Hoje, já há situações extremas em que é possível a reconfiguração radical do corpo, por meio de implantes e procedimentos dessa natureza. É inegável que isso levanta questões fundamentais a respeito da ideia de identidade, que, como dizia Lacan, está radicalmente vinculada à imagem corporal.

Na abertura do 3º Seminário do Fórum de Estudos Contemporâneos, o senhor discutiu as mutações do que seriam os atributos fundamentais do homem: autonomia, autenticidade e singularidade. Como esses três conceitos se modificam diante da imbricação entre as esferas pública e privada vivenciada no mundo contemporâneo?

Eu diria que a vida privada sempre foi pública. A ideia de contraposição entre a dimensão interior e o âmbito da exterioridade é uma ilusão burguesa. A interioridade sempre foi, na verdade, a internalização de certos processos sociais que tinham perdido seu nome próprio.

Acreditar na existência de uma espécie de vida interior é uma das maiores ilusões das formas burguesas de vida, pois essa noção de intimidade sempre foi falsa. Nesse sentido, acredito que não estamos perdendo muita coisa...
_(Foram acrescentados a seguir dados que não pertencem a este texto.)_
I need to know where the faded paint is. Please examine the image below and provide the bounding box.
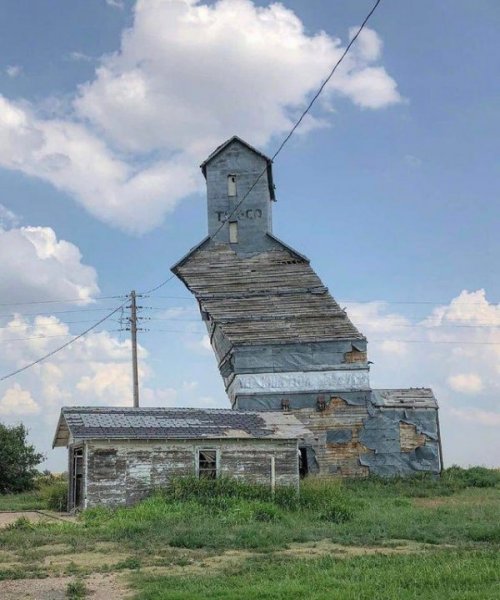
[83,438,298,508]
[227,369,370,400]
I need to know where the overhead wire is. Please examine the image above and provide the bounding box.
[141,0,382,295]
[0,302,127,381]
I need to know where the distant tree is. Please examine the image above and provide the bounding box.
[0,423,44,493]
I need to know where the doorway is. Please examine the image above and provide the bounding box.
[70,447,84,510]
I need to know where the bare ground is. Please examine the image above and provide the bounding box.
[0,511,455,599]
[0,572,131,600]
[0,511,76,529]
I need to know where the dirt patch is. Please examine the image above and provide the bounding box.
[0,572,131,600]
[139,539,446,578]
[44,549,131,571]
[280,539,447,558]
[0,511,76,529]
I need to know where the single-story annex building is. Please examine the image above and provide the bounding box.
[53,406,304,510]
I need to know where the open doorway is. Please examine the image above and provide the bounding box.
[70,447,84,510]
[298,447,308,479]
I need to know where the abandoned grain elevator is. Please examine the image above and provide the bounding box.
[55,136,443,510]
[172,136,442,478]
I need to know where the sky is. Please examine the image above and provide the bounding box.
[0,0,499,471]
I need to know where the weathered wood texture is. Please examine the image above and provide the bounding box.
[84,439,298,507]
[175,244,364,346]
[399,421,427,452]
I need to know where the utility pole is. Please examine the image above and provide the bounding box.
[128,290,140,408]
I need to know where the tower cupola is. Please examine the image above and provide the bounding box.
[200,136,275,251]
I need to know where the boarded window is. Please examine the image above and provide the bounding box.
[229,221,238,243]
[227,175,237,196]
[198,449,217,479]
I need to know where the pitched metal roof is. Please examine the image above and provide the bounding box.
[371,388,438,409]
[53,406,306,447]
[174,243,364,346]
[200,136,271,176]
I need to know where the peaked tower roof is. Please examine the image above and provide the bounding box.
[200,135,272,178]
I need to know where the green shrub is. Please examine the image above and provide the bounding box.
[443,466,500,489]
[299,477,355,522]
[66,578,87,599]
[251,501,283,522]
[41,481,68,512]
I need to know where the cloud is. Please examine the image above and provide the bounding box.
[0,384,39,415]
[106,0,125,8]
[0,0,401,233]
[68,52,94,63]
[0,310,214,468]
[448,373,483,394]
[0,203,19,227]
[5,65,22,78]
[0,223,99,304]
[450,407,500,427]
[346,289,500,466]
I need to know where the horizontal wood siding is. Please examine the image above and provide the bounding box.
[85,438,298,507]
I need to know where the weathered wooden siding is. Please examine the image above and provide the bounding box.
[84,438,298,507]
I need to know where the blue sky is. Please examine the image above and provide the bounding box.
[0,0,498,470]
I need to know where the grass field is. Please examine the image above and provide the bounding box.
[0,467,498,599]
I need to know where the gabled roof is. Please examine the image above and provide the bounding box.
[53,406,307,447]
[371,388,438,409]
[200,136,272,177]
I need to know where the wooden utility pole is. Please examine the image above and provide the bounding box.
[128,290,140,408]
Mesmo considerando todas as formas de vigilância e monitoramento a que estamos submetidos?
Sim, essa é uma outra questão: até que ponto os aparatos de controle conseguem intervir? Aí entramos naquilo que alguns filósofos chamaram de “sociedade de controle”, na qual as dimensões mais recônditas da experiência subjetiva estão em máxima visibilidade. É uma espécie de pan-óptico absolutamente ilimitado. Mas a questão é o controle, e não a perda da intimidade enquanto uma espécie de esteio fundamental da vida dos sujeitos, porque ela nunca existiu.

Como o senhor avalia o ensino de filosofia nas universidades brasileiras?
Há dois pontos a serem ressaltados. O primeiro é a necessidade de formarmos alunos a partir de uma dupla exigência: um bom conhecimento de história da filosofia e a capacidade de articulação entre diversos campos do saber. É impossível alguém estudar estética sem saber nada sobre crítica de arte, como é impossível trabalhar com epistemologia e não entender a respeito de uma ciência empírica, seja ela física, sociologia, psicologia.

Também não se pode desenvolver uma reflexão sobre filosofia política sem conhecer teoria política. Todos os campos da experiência filosófica exigem esse conhecimento de interface – que não temos oferecido a nossos alunos de maneira satisfatória. Esse é um problema grave dentro da nossa formação.

E a outra questão?
A formação filosófica não pode cair numa dicotomia estéril: ou é filosofia ou história da filosofia. Ou tenho minhas reflexões próprias, ou faço comentários filosóficos. Isso é a dicotomia mais absurda que pode existir, porque todo grande filósofo comenta outros pensadores, tendo em vista a constituição de um conjunto de questões da sua experiência intelectual.

Deleuze comentava Spinoza, Nietzsche, Bergson e Hume, fazendo uma articulação profunda entre esses quatro autores completamente distintos, para abordar questões que eram dele próprio. Essa astúcia de articular comentários sobre a história da filosofia com projetos filosóficos singulares é algo que devemos ensinar a nossos alunos.